Miller has raised 300,000 pounds ($385,000) in a week through crowd-funding for a campaign to support tactical voting in Britain's June 8 general election.
Her group, Best for Britain, says it will fund candidates from any party who promise to keep "all options open" for Britain's exit from the European Union and are willing to vote against a bad deal.
Miller, 51, backed the losing "remain" side in last year's EU membership referendum, but the group says it is not trying to overturn the result — just to ensure that Britain gets the best possible future relationship with the bloc.
British Prime Minister Theresa May called an early election last week, urging voters to give her Conservative party a big majority to strengthen her hand in EU exit negotiations.

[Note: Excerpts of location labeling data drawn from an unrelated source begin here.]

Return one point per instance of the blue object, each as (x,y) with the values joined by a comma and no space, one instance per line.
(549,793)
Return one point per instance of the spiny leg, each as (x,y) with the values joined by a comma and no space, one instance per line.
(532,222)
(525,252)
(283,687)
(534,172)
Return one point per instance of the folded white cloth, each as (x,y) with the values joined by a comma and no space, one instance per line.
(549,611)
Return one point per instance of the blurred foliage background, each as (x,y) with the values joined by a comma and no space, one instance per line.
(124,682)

All 650 seats in Parliament are now up for re-election. The Conservatives are hoping to increase their 330 seat tally — and the main opposition Labour Party is battling to hang onto its current 229 seats.

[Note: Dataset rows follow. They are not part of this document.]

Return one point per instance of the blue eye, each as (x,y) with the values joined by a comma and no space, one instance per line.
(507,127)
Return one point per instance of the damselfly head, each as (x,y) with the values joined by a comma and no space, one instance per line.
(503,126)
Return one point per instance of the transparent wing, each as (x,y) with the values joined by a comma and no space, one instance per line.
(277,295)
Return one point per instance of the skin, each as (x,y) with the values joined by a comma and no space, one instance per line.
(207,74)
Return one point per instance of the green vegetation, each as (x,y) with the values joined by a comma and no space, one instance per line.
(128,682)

Supporters of the EU fear May's insistence that Britain must leave the bloc's single market in order to control the country's immigration will severely damage the British economy.
Miller, a financial entrepreneur, was the lead plaintiff in a Supreme Court case demanding that May's government get parliamentary approval before triggering Brexit. The court agreed that May needed Parliament's approval — which was granted in March.
The court case made Miller one of the best-known foes of Brexit, and brought her online abuse and harassment. A 50-year-old aristocrat, Rhodri Colwyn Philipps, has been charged with making racially aggravated threats against the Guyana-born Miller.
"The abuse hasn't died down," Miller said. "Several people have tried to destroy me in every way — my reputation, my safety, whatever."
"But at the same time I have a huge sense of responsibility" to those who supported her campaign, she said. "I have decided to embrace the idea that people think I have something to offer."